21ENGBIO Engineering Human Artificial Chromosomes (HACs) to Encode Genome Complexity

Lead Research Organisation: University of Manchester
Department Name: Cancer Research UK Manchester Institute


A hallmark of many cancers is the presence of mutations in a person's genome, for example, where some of the 23 pairs of chromosomes have either lost or gained genetic material. Prostate cancer is the most commonly diagnosed cancer in the UK and Europe, and responsible for close to 110,000 male deaths annually (IARC, 2020). Up to 20% of prostate cancer cases present hallmarks of genomic instability due to mutations in the right arm of chromosome 8, which is associated with poor survival. We believe that extra genes may be driving prostate cancer, however, there are currently no models to define these relationships and their consequences in human cells culture.
Synthetic Genomics is a bio-engineering field that uses genetic engineering and novel approaches to tackle the limitations of current methods in creating artificial DNA up to whole genome size. Synthetic Genomics enables the generation and editing of entire Human Artificial Chromosomes. By synthesising a similar length of a part of a human chromosome, but vary the order and number of the genes within the synthesized unit, the effect of gene number, location and translation can be studied. Success in this project would lead to a step-change for cell biology and the making and use of models to study human disease.
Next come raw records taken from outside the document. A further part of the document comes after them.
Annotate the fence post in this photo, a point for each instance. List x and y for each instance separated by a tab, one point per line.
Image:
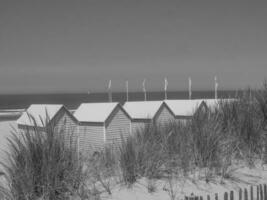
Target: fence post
246	194
261	192
251	193
265	192
232	195
258	191
225	196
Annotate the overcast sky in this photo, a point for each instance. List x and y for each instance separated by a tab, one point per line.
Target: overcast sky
76	46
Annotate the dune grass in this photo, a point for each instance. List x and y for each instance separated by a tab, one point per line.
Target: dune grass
44	165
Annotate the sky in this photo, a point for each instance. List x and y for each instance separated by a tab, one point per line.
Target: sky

This would include new models for cancer research (the exemplar used for this application).

Technical Summary

Chromosomal instability constituting gains and losses of chromosomes is a hallmark of cancer. Gains of parts of a chromosome commonly occur: an exemplar being an 8q gain which contains close to 60 genes, including the c-Myc oncogene, observed in subsets of prostate, breast and ovarian cancer. This chromosomal gain containing many genes in a specific order is associated with these cancer's progression, treatment resistance and metastasis - yet mechanism is poorly understood.
Currently, there are no models that can recapitulate the complex condition of the gain of part of a chromosome, preventing the development of effective therapies for these cancers. Non-repetitive Human Artificial Chromosomes (HACs) could become a 'CRISPR-Cas'- equivalent: An analogous system for genomic scale engineering, permitting the design of gained loci and augmenting drug discovery. In this application, our multi- and transdisciplinary team will derive primary human prostate epithelial cultures that have been transfected with HACs that represent synthetically-engineered 8q chromosomal domains and test whether this innovative approach to genetic manipulation can lead to transcription and translation of exogenous genes with phenotypic consequence.
We argue that success in this project will support future developments in synthetic genomics platforms that combine bio-engineering, computing and robotics, to scale up the production of automated genome assembly and the re-programming of complex structures such as HACs across different cell types in human disease.